A tasty Tex-Mex style bowl that the whole family will love. Fragrant rice adds a ton of flavour to the base of this dish, and you’ll love this marinade for the diced chicken. Quick and easy, who could resist!?
1 packet
basmati rice
1 sachet
Chicken-Style Stock Powder
2 clove
garlic
1
cucumber
1
tomato
1 bag
baby spinach leaves
1 packet
Diced Chicken
½ packet
tomato paste
1 packet
garlic aioli
(Contains: Eggs, Soy; )
1 sachet
Tex-Mex spice blend
olive oil
1 drizzle
white wine vinegar
20 g
butter
(Contains: Milk; )
¼ cup
water

• Boil the kettle. • Half-fill a medium saucepan with boiling water. Add basmati rice and a pinch of salt and cook, uncovered, over a high heat until tender, 12 minutes. • Drain rice and return to saucepan. Add chicken-style stock powder and stir to combine. Set aside.

• Meanwhile, finely chop garlic.

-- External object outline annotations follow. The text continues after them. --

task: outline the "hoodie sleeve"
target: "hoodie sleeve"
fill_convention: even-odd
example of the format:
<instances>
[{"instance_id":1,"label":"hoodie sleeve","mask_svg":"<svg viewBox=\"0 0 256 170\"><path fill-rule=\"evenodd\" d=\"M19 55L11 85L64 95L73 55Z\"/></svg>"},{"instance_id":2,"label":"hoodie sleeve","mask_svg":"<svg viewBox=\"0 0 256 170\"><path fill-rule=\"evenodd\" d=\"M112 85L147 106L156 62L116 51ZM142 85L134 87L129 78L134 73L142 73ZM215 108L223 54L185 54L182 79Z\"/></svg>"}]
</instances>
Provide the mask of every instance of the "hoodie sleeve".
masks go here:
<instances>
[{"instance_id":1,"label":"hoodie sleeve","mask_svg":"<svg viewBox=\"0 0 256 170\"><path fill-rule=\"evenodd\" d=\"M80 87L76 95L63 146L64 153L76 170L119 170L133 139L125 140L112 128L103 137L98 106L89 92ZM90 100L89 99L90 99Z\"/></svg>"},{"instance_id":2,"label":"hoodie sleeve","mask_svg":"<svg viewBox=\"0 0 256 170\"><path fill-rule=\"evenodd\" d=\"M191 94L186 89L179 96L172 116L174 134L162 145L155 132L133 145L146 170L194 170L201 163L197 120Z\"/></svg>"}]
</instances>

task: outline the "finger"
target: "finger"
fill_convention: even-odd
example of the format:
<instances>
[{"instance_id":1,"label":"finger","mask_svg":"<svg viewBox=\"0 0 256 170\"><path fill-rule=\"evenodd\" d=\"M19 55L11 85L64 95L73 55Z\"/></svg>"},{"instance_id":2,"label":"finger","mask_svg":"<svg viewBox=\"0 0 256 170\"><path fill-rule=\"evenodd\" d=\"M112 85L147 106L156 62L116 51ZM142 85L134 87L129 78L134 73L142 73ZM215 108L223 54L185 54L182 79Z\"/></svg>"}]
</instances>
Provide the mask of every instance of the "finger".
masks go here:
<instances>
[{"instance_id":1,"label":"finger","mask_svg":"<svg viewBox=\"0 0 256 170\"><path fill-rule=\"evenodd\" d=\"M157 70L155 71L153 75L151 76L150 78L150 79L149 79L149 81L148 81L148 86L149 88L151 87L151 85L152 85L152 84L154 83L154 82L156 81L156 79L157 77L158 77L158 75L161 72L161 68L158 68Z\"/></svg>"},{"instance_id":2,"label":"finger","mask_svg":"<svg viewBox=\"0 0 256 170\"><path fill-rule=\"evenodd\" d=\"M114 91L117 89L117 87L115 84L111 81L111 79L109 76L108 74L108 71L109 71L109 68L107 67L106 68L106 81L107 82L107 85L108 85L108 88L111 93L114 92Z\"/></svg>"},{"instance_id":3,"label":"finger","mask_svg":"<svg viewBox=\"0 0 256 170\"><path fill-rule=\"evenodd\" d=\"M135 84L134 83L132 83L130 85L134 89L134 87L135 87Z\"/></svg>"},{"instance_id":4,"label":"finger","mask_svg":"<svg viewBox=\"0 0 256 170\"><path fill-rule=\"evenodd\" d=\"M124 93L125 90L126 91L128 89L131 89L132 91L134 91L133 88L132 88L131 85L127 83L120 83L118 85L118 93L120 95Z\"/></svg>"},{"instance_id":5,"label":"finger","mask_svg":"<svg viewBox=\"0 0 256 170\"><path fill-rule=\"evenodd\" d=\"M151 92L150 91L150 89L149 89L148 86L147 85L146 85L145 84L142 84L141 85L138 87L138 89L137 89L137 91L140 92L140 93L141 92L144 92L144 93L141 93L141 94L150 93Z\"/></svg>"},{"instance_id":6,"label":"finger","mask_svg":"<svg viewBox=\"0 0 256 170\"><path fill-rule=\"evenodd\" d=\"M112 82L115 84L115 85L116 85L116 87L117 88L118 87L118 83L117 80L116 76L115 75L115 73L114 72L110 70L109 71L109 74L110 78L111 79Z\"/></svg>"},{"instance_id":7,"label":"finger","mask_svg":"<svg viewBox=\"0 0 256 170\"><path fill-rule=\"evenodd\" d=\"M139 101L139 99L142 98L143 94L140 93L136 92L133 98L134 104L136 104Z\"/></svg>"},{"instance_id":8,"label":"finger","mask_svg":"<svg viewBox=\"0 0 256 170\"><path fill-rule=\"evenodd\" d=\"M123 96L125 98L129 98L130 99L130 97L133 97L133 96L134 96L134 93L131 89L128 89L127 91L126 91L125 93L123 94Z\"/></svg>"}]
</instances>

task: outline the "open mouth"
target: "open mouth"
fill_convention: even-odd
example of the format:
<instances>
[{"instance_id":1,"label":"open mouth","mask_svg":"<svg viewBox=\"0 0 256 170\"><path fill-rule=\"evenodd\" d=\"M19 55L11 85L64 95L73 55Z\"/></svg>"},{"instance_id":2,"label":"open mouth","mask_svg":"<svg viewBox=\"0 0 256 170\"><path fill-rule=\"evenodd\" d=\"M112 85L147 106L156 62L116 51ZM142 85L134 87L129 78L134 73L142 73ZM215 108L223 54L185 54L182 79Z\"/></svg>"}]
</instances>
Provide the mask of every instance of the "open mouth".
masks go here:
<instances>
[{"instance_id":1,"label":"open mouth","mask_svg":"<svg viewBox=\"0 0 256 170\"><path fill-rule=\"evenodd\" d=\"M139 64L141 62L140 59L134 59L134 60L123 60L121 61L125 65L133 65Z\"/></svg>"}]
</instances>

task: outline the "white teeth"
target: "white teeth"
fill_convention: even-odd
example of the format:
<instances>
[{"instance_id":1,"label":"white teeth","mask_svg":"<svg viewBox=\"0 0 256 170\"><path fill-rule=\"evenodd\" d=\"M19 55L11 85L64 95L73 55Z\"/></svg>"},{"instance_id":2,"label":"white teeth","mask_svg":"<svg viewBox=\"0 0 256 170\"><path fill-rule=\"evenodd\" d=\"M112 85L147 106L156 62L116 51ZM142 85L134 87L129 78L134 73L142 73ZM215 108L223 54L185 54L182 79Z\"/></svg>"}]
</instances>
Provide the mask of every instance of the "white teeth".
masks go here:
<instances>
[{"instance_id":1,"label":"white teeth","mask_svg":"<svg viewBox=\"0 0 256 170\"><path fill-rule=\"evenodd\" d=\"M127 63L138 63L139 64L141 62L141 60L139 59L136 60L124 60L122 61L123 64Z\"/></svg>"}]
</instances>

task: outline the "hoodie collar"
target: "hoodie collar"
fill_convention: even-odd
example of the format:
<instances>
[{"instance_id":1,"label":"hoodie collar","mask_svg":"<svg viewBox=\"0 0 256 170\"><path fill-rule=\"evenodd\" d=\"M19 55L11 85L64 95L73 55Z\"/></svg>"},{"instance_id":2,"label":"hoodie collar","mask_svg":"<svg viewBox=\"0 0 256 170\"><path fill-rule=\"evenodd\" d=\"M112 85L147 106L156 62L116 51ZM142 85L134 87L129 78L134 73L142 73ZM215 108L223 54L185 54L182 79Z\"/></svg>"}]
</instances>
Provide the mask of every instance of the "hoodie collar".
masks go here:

Roughly chop the cucumber, tomato and baby spinach leaves. • In a large bowl, combine cucumber, tomato, baby spinach and a drizzle of white wine vinegar and olive oil. Season to taste. Set aside.

• In a large frying pan, heat a drizzle of olive oil over a high heat. • When oil is hot, cook diced chicken, tossing occasionally, until browned and cooked through, 4-5 minutes. • Reduce heat to medium, then add Tex-Mex spice blend, tomato paste (see ingredients), the butter and garlic and cook, stirring, until fragrant, 1 minute. • Add the water and simmer until slightly reduced, 1-2 minutes. Season.

• Divide the rice between bowls. • Top with Tex-Mex chicken and tomato salsa. • Spoon over garlic aioli to serve.